In my opinion it does not make much sense to suggest SHA384 and SHA512. Internally they both virtually the same SHA2 algorithm. SHA384 is a truncated version of SHA512 with a different start vector. In the past decade or two cryptographers and protocol designers have learned the hard that choices can be a burden. I suggest that your change the list of hashing algorithms to:

make SHA2-256 (aka sha256) mandatory.
optionally allow SHA2-512 (sha512) as additional hash digest for users that require a stronger hash for compliance reasons
optionally allow SHA3-256 and SHA3-512 for the highly unlikely case that SHA2 becomes compromised. SHA3 is a different construct (sponge instead of Merkle-Damgard).

It simplifies implementations if you guaranteed one algorithm with decent security margins. I propose SHA256 because it’s standard and you get it from PyPI for free.

FFY00 · July 7, 2020, 1:59pm

In your PEP proposal, the handling of sdists and wheels is different. I am raising concerns about how it handles wheels.

Can you be more explicit here? Which hashes? You say we store the the distribution (sdist) hashes, how does that work for wheels?

It would be maybe better if you described the process of downloading and verifying a wheel step by step. Something like:

Download “tire” file
Do voodoo magic
Validate tire width
Save some information

I went a little creative there to make it clear this is just an example, and not a proposal on how it would work.

NoahGorny · July 7, 2020, 7:19pm

This is the preferred algorithms of pip in hash-checking-mode option, I updated the PEP to note that:

This file MUST be formatted as lines of ``hash_algorithm:hash``.
``hash_algorithm`` specifies the hash algorithm used, it is RECOMMENDED that
only hashes which are specified here be used for source distribution hashes.
At time of writing, that list consists of 'sha256', 'sha384', and 'sha512'
as those are the preferred algorithms used by ``pip``'s hash-checking-mode.
``hash`` specifies the hash result of the hash algorithm operation on the
source distribution, represented as lower-case hexadecimal ASCII string.

see the following lines and let me know if it makes more sense:

In any case, we take the single compressed file that we downloaded,
calculate his hash, and place the results in the final HASH file.

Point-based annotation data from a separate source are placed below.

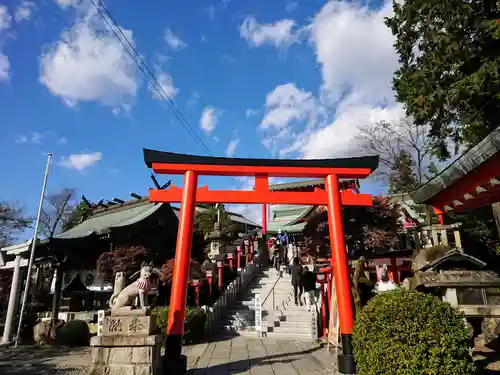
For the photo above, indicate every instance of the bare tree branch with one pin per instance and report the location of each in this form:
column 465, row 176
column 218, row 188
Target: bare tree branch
column 56, row 210
column 389, row 140
column 12, row 221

pf_moore · July 7, 2020, 7:31pm

I’d be inclined to say that pip should follow the PEP, not the other way around. If there’s a good reason for pip to have chosen those algorithms, it can be used to justify them for this PEP. If there isn’t, the PEP should recommend something better and pip can change to reflect that.`

uranusjr · July 7, 2020, 8:08pm

As far as I am aware, pip always requires the provider (i.e. requirements.txt) to provide both the algorithm and value when checking hashes. The only place I can find pip calls out these algorithms over others is in pip hash, and I read it more like “don’t use SHA1 and SHA224” than “SHA256, SHA384, and SHA512 are equally recommended.”

FFY00 · July 8, 2020, 11:33am

NoahGorny:

see the following lines and let me know if it makes more sense:
In any case, we take the single compressed file that we downloaded,
calculate his hash, and place the results in the final HASH file.

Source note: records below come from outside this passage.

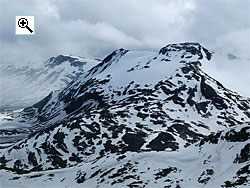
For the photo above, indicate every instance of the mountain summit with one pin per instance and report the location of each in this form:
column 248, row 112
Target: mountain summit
column 135, row 120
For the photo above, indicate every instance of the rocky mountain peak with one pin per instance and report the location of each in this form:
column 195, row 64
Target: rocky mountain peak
column 58, row 60
column 186, row 50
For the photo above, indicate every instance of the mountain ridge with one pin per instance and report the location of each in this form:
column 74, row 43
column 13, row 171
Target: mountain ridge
column 131, row 106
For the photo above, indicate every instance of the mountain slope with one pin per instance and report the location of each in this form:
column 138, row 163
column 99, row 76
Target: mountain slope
column 218, row 160
column 23, row 85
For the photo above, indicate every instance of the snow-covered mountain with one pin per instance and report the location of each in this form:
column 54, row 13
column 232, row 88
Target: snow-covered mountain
column 137, row 119
column 218, row 160
column 23, row 85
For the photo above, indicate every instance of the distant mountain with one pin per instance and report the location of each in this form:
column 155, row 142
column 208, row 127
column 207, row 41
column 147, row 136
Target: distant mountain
column 23, row 85
column 137, row 119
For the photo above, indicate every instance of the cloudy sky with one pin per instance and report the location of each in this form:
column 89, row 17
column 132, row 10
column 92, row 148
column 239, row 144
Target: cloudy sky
column 97, row 27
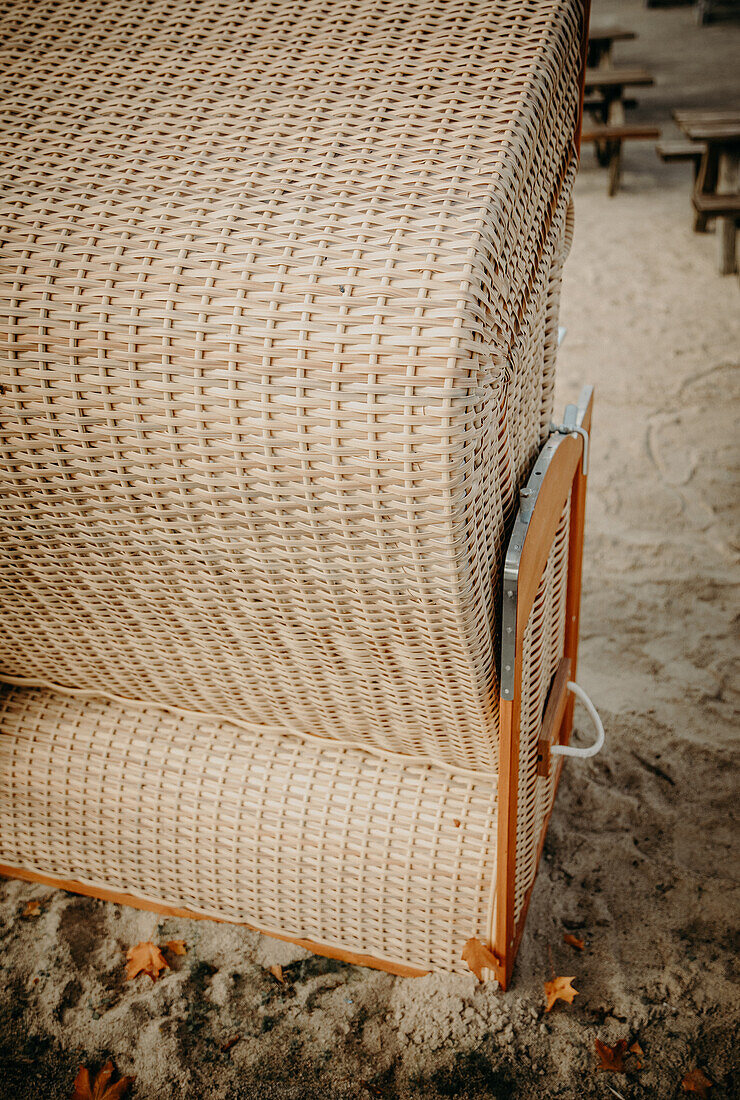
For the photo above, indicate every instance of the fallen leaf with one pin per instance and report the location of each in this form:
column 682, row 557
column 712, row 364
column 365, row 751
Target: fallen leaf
column 101, row 1089
column 613, row 1057
column 560, row 989
column 145, row 958
column 478, row 957
column 697, row 1081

That is in the PEP and I’ve read it.

The PEP can be used to secure wheels, but the proposed implementation doesn’t do this. To secure wheels, the hash of every wheel file must be present in requirements.txt so that pip can verify the hash of the wheel downloaded. I think I’ve made a bad job of differentiating this two things, sorry.

So, the PEP itself is fine, however the hash distribution/storage mechanism is designed in such a way that makes it difficult to be used. AFAIK there is no optimal solution, but I think it’s worth exploring other options.

encukou · July 8, 2020, 3:31pm

I’m preparing to convert PEP 376 to a proper PyPA specification document (Edit: it is now PEP 627). If you end up wanting to change/convert PEP 376, please coordinate with me to avoid conflicts/duplication of work.
Adding a HASH file is out of scope of my effort, but it should be easy to add it to that spec if your PEP is accepted.

As an RPM packager, I would like to add that projects can be installed from other things than wheels/sdists/things pip can handle. Not all environments are pip freeze-able. (The current PEP draft, where HASH is optional, is fine. I’m just adding another point to keep in mind.)